App-server is therefore both a presentation bridge and a runtime entry surface. Modern TUI or exec paths can interact with app-server-style boundaries rather than always calling the old core facade directly.

Error and Retry Taxonomy

Failure	Runtime behavior to remember
Retryable transport	Retries with bounded budget and backoff before final error.
Auth failure	May refresh credentials, request verification, or emit explicit auth error.
Context window	May trigger compaction and retry; not always a fatal user-visible error.
Quota/rate/overload	Distinct error categories help UI choose the message.
Cyber/policy denial	Should be reported as policy refusal, not generic command failure.
Tool parse error	Usually becomes model-visible tool output so the model can correct arguments.
Runtime fatal error	Stops the relevant task and emits an error event.
Cancellation	Drains or aborts stream/tool futures and reports an aborted or cancelled outcome.
App-server JSON-RPC error	Encodes method-level failure such as invalid request, auth, experimental gate, or backpressure.
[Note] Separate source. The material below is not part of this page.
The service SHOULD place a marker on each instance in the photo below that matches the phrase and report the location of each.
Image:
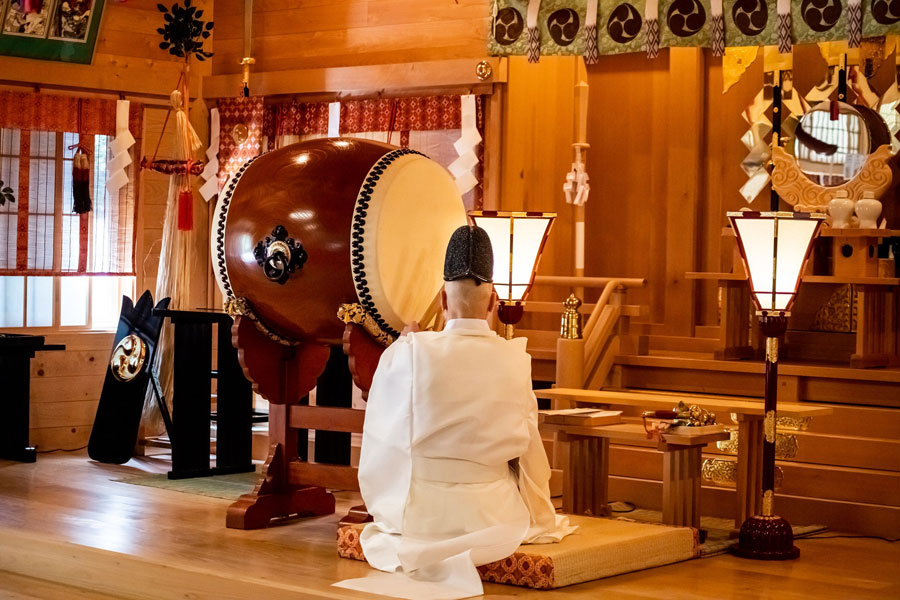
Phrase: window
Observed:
(64, 270)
Operational and Advanced Behavior

Area	Source-reader detail
Bounded queues	Runtime channels and app-server requests cannot be treated as infinite buffers.
Shutdown	Cancellation tokens and task joins prevent leaked background work.
Thread unload	App-server can unload or unsubscribe threads when clients disappear.
Observability	Trace context, W3C propagation, telemetry spans, and analytics decorate submissions and tool calls.
Generated contracts	App-server schemas, TypeScript/Python SDK contract tests, and generated types are part of compatibility.
Multi-agent	Spawned agents, agent job state, depth/limits, inter-agent messages, wait/close/resume, and collab events are first-class.
Code mode	Some tools are only available in specialized modes or nested execution contexts.
Goals and budgets	Thread goals can include state and accounting that outlive a single turn.
Review mode	Review requests enter and exit through protocol events and task flow.
Cloud task support	Cloud/remote task paths add requirements, auth, and operational constraints.

Source-Grounded Self-Check

You should be able to answer these without opening source:

Why is Submission -> Session -> Event a better shape than one blocking run(prompt) call?
Which settings are turn-scoped, and which imply persistent or managed configuration?
What is the difference between a tool parse failure, sandbox denial, approval denial, stream disconnect, and runtime fatal error?
Why are approval, permission profile, network policy, Guardian, and sandbox separate layers?
Why is app-server more than a thin UI adapter?
What state must survive resume/fork/archive operations?

If any answer feels vague, return to the matching table above before opening source.